There is little publicly available data on private sector schemes but the most recent figures suggest 83% do include the option of survivor's 'benefits' at the Trustees' discretion, but only 2% offer them as a right (source: ONS Occupational Pension Schemes Survey 2015). Having completed an increasing amount of defined benefit scheme analysis in the last 12 months, I would suggest that survivor 'benefits' for those other than dependent children can sometimes include a pension, but more likely include a simple return of employee contributions.
Subsequent to the Brewster case do Private and Public Sector Schemes need to think again about what benefits they provide? And do advisers need to consider more thoroughly the needs of any surviving partner?
The inclusion of a spouse's pension as part of a defined benefit scheme is a hangover from the day when husbands went out to work and wives stayed at home and looked after the family; most women would have reached pension age with no pension or savings of their own and were truly 'dependent'. In this post-feminist world where both partners in a household are likely to work, to have to work in order to maintain a home and mortgage, if either one of them are lucky enough to be a member of a defined benefit scheme, should we still expect to receive (and pay for) any spouse's/dependant's pension? Do most people who are members of such schemes even realise what benefits they have and make any kind of plan for their partner to rely on such a benefit in the event of their demise?

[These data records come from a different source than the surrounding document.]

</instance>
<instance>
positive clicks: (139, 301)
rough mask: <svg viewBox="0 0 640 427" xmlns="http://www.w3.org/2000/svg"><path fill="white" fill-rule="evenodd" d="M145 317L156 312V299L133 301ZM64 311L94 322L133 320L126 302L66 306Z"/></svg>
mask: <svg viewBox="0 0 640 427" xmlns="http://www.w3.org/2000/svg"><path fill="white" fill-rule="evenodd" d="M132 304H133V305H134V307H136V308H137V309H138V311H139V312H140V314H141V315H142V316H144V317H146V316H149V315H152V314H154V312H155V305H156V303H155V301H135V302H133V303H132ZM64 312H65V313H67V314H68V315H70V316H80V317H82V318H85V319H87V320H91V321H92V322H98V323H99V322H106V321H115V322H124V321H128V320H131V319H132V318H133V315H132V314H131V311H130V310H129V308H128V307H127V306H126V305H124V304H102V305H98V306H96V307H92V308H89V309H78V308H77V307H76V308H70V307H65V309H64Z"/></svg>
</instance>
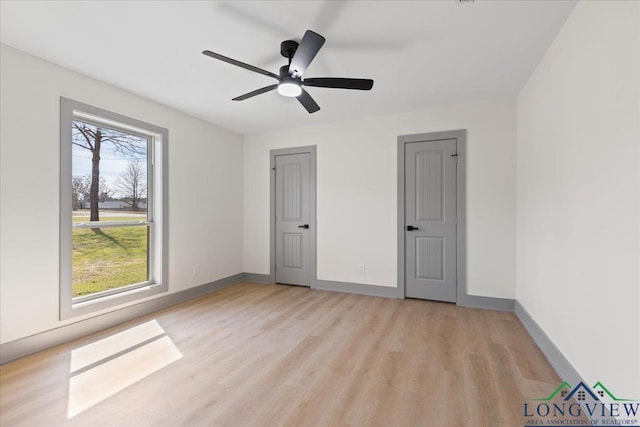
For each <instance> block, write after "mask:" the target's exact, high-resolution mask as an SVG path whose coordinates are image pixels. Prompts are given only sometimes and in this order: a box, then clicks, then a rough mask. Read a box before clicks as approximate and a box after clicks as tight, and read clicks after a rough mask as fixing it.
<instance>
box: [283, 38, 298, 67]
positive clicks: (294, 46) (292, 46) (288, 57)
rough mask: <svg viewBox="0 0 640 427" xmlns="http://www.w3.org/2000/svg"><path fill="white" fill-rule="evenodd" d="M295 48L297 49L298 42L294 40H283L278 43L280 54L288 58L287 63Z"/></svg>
mask: <svg viewBox="0 0 640 427" xmlns="http://www.w3.org/2000/svg"><path fill="white" fill-rule="evenodd" d="M297 49H298V42H296V41H293V40H285V41H283V42H282V43H280V55H282V56H284V57H285V58H287V59H288V60H289V63H291V58H293V55H294V54H295V53H296V50H297Z"/></svg>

When dealing with death claims Private Sector Schemes will most likely have a simple procedure which involves checking if a nomination form was in place, but also asking for sight of a marriage/civil partnership certificate if one exists. If the member was unmarried but had a 'dependent' partner then additional proof such as a Will and copies of joint mortgage statements etc. would be requested, but as the payment is often at the Trustees' discretion then it would be up to the survivor to make their case - that is if they even knew they had the option to. The outcome of this court case may now mean that claims departments have to deal with more people making a claim on the basis they were financially interdependent on the deceased member; how much proof the Trustees require may also increase.
One of the many potential drivers for transferring out of a defined benefit pension scheme is the death benefits available. For those clients who are single and show no signs of getting married then the provision of survivor benefits seem of little interest and a defined contribution scheme may be the better option. However, for those clients who have a partner then additional questions need to be asked, i.e. does said partner have their own pension savings? Do these include personal and or defined benefit schemes? Would the partner be able to survive financially without the client's income now and in retirement? Any resulting agreement from the client to leave the scheme on the adviser's recommendation would ideally be signed by both spouses to show that they understand what they are giving up. Where a client is unmarried but lives with a partner, then remaining in the scheme where death benefits could be negligible could be poor advice, but if their partner is truly financially dependent and has no pension savings of their own, then maybe the best advice is to 'put a ring on it'?